Yo no sé hasta qué punto, en el plano de la filosofía de la historia, los europeos podemos seguir adoptando la actitud triunfalista de años atrás. Yo no sé si, cuando nos hallamos en el siglo XXI, la mejor ciencia es ya europea, o si el mejor humanismo se practica en esta parte del planeta. Pero en el ámbito de las realizaciones políticas -campo con frutos tangibles, con instituciones concretas- es cierto que encontramos en los regímenes europeos -monárquicos o republicanos- un denominador común, unos principios que se repiten y unas formas jurídico-constitucionales trazadas con arreglo a un mismo patrón.

Pero, ¿cómo organizar la Unión Europea?

Una constitucionalista italiana, Luisa Torchia, se ha tomado la molestia de recopilar algunas de las expresiones que hoy se manejan para designar el fenómeno de la Unión Europea. Aparece el catálogo en el último número de la revista Diritto Pubblico y allí se recogen, entre otras denominaciones, Organización internacional, Unión de Estados nacionales, Confederación, Sistema político federal no estatal, Consorcio, Agencia administrativa multifuncional, Estado internacional, poder público no estatal... La realidad que quiere describirse es, sin embargo, tan singular que necesitamos un nuevo concepto. Los tradicionales -por cierto, todos ellos de origen europeo- no nos sirven para referirnos con propiedad a un fenómeno que acredita otra vez a este pequeño Continente como el espacio de mayor efervescencia intelectual y política en la historia de la humanidad.

Pero nada se construyó desde la especulación anticipada. Muy por el contrario, todo se conceptuó y formalizó a posteriori. La idea de soberanía surgió cuando ya los monarcas europeos habían monopolizado de manera irresistible el poder que antes se habían repartido los señores. El Estado nacional hunde las raíces de su inspiración en la Ilustración, pero sólo pudo teorizarse una vez que la Revolución francesa puso en práctica los ideales ilustrados. En Europa, pues, la realidad siempre se ha anticipado a la teoría. No ha sido ésta una tierra en la que la realidad haya sabido acomodarse a construcciones teóricas ya acabadas. Al contrario, Europa ha necesitado siempre una dogmática a la medida.

Por eso no me parece preocupante el desconcierto que tanto inquieta a los dogmáticos. La Europa que estamos construyendo -la que siempre está en trance de construcción- no puede limitarse en las categorías que conocemos.

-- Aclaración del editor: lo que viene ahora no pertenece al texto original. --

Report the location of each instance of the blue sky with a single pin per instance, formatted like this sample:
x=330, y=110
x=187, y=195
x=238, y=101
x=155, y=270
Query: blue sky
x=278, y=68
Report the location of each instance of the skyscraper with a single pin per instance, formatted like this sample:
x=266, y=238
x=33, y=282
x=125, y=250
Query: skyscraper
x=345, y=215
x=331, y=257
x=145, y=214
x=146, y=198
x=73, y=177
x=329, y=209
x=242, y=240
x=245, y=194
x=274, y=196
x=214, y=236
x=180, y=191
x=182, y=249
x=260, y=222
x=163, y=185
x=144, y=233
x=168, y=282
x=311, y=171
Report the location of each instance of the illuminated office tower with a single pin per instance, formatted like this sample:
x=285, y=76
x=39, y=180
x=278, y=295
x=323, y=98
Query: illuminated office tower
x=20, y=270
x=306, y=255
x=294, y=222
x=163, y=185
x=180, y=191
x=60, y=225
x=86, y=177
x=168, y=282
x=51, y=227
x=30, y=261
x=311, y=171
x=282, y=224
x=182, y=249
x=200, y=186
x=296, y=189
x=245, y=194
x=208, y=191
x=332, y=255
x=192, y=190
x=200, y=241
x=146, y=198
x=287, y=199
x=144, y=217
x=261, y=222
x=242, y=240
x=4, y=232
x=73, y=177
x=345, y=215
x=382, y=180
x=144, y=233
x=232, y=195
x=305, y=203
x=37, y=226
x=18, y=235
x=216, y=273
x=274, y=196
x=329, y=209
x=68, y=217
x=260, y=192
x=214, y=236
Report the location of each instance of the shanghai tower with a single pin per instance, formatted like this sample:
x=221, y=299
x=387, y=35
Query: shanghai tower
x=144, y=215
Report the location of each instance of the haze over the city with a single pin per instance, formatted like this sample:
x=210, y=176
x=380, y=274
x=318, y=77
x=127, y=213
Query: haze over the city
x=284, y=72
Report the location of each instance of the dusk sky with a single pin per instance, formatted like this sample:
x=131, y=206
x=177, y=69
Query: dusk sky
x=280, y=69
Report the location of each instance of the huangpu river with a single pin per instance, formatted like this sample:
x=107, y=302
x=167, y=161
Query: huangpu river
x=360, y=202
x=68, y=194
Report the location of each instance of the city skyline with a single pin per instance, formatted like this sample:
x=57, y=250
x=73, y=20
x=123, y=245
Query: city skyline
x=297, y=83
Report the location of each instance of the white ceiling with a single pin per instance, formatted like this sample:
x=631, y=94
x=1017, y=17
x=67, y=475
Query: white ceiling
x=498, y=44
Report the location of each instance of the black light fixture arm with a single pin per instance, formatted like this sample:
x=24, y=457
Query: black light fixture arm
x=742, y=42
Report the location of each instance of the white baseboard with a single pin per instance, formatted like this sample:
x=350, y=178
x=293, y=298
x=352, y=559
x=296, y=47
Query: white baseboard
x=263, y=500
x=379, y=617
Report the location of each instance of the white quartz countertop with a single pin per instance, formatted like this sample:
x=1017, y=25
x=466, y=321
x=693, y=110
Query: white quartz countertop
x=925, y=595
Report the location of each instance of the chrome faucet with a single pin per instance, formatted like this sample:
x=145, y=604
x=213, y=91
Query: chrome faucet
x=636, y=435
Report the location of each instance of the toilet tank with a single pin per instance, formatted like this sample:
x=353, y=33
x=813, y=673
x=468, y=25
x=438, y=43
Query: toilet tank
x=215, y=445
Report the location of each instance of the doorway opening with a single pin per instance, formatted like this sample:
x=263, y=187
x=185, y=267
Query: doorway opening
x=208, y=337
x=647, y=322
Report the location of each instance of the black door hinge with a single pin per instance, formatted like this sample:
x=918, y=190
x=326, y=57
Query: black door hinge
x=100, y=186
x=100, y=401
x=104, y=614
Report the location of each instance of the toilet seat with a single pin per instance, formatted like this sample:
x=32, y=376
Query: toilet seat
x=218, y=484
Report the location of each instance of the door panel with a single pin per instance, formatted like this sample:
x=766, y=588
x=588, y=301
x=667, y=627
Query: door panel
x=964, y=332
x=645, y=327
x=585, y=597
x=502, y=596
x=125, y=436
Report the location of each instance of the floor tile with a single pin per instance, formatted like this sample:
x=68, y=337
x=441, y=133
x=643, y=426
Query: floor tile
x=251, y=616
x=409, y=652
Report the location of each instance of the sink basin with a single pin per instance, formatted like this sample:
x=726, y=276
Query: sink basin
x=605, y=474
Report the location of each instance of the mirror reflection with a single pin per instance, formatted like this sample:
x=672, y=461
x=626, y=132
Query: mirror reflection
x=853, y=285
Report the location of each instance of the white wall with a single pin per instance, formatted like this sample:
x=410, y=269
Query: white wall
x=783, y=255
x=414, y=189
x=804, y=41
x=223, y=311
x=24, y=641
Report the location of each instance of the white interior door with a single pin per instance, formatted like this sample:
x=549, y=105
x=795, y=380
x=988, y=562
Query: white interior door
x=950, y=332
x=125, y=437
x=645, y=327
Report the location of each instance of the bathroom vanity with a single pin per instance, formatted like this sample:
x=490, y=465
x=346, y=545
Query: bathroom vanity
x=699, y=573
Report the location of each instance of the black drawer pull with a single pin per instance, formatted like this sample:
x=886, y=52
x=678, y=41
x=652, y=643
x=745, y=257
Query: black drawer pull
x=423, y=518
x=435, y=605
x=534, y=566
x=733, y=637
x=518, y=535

La Europa de los próximos años no podemos entenderla ni definirla como un Estado, como una Federación o como una Confederación. Debemos aplicarle, como siempre, una categoría original. Y en tanto llega el feliz hallazgo no podemos cerrar los ojos ante lo que ya es una realidad consolidada y tangible. Quizás si reparamos en ella vayamos en la dirección propicia para encontrar lo que buscamos.

Algún día alcanzaremos un modelo original. Empeñarse en crear un Estado europeo a imagen de los viejos Estados nacionales sería la evidencia de un fracaso y la garantía del fin de Europa. Lo primero, porque se habría renunciado a la rebeldía europea frente a los modelos asentados. Lo segundo, porque el viejo modelo del Estado-nación exige unos sacrificios en términos de uniformidad y reducción de las diferencias que yugularían nuestra mayor riqueza: la pluralidad irreductible. Éste parece ser el gran reto: domeñar la pluralidad, sujetarla y rendirla, sin convertirla en su contrario. Hacer, si se quiere, de la esquizofrenia una virtud. El objetivo puede antojarse monstruoso, pero una de las más brillantes construcciones doctrinales europeas, el Estado del que todavía vivimos, tomó en sus orígenes, precisamente, el nombre de una abominable criatura bíblica: Leviatán.